Three of Hulaville's greatest Heroes are landing in a flooded parking lot of The Selene building: Action Pre, a genetically enhanced cyborg; The Incapacitator, a hero whose arsenal consists entirely of non-lethal weaponry; and the vehicle who carries them both, Savie, a flying car from an alternate future, who is now magically alive as a result of an inter-dimensional adventure. The three land near 3 more of Hulaville's heroes: The mighty Pineapple, former super villain and current Hulaville police detective; and the Action Duo Action Raptor and Action Steve! all three of whom are soaked.
The entire Selene building, a 30 story high rise, had been covered in a deluge of water. The roof was a giant fountain. The volume of water and the water pressure required for such a thing to happen just wasn't present in Hulaville's water system. Which led Action Pre to ask, "was this magical or something to do with selene's research? I doubt it's research."
"Definitely magic," responded Action Steve as he walked over to Savie's trunk. "Hiya Savie, how ya been?"
BEEEEP! Savie was very glad indeed to see that Action Steve and Action Raptor were both alright.
"Raaaaaaaitch!" responded Action Raptor.
"Pop open your trunk would ya?" requested Action Steve. Savie's trunk opened and Action Steve and Action Raptor began toweling off and re-equipping. During their imprisonment Action Steve and Action Raptor were stripped of all gadgets and weapons. Including Action Raptor's utility cannon, Action Steve's Action Ukulele, and even Action Steve's shoes!
"Can I use your radio? I gotta call this in." asked The Mighty Pineapple.
"Be my guest." responded our masked Hulavillite. As Action Steve looked through the trunk for a spare Action-lele he continued to brief his fellow Action Alliance members. "It's Lounatic.

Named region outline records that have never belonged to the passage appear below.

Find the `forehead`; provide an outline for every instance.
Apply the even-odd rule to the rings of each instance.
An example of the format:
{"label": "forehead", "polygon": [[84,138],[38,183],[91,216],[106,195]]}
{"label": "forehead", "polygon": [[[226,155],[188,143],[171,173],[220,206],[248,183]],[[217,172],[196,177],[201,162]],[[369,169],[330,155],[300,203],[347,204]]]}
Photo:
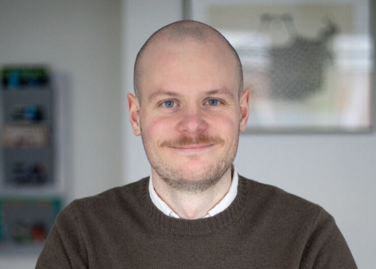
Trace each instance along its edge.
{"label": "forehead", "polygon": [[236,93],[236,64],[230,50],[217,39],[161,40],[143,56],[141,95],[147,98],[161,89],[193,93],[226,88]]}

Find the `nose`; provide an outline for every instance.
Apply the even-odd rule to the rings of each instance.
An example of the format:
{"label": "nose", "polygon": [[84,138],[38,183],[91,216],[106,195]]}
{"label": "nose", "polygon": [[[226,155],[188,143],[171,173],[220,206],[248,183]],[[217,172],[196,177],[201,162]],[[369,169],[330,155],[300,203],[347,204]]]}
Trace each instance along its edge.
{"label": "nose", "polygon": [[195,135],[202,134],[208,128],[208,123],[199,106],[186,107],[180,116],[177,128],[181,133]]}

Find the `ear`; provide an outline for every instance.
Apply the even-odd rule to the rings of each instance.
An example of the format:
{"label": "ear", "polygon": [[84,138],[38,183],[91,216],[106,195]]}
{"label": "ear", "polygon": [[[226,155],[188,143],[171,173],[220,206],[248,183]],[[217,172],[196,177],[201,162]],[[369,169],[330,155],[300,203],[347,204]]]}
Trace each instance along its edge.
{"label": "ear", "polygon": [[249,115],[249,89],[243,92],[239,101],[240,107],[240,126],[239,131],[243,132],[247,127],[248,116]]}
{"label": "ear", "polygon": [[138,99],[132,94],[127,94],[127,101],[128,103],[128,110],[129,111],[129,119],[131,121],[131,125],[133,129],[133,133],[139,136],[141,134],[140,127],[140,104]]}

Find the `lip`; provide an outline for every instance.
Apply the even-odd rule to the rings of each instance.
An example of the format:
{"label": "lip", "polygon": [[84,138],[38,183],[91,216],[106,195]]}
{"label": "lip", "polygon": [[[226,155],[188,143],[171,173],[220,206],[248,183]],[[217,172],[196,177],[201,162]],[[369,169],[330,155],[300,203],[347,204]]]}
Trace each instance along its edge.
{"label": "lip", "polygon": [[214,144],[193,144],[186,146],[171,146],[170,147],[183,152],[195,153],[203,151],[213,145],[214,145]]}

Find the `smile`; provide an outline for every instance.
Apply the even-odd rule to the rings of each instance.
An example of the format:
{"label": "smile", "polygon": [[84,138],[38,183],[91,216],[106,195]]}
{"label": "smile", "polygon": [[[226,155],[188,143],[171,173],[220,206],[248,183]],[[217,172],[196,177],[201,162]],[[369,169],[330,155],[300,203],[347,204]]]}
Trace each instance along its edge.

Mr-E-vil's second in command. And The Senator if Biggus Mikus is to be believed."
"The Senator who's that?" asked The Incapacitator.
Action Pre gave The Incapacitator a look that said, wow you have been gone a while. Then he asked, "Biggus Mikus? You mean that ridiculous toilet god I wiped the floor with?"
"The man with genetic and cybernetic enhancements specifically designed to speak with dolphins says ridiculous?" replied Action Steve with a smile that indicated that comment was in no way intended to mock. "All will be revealed gentlemen. Hey, what's this?" Instead of his spare Action Ukulele. Action Steve found a guitar.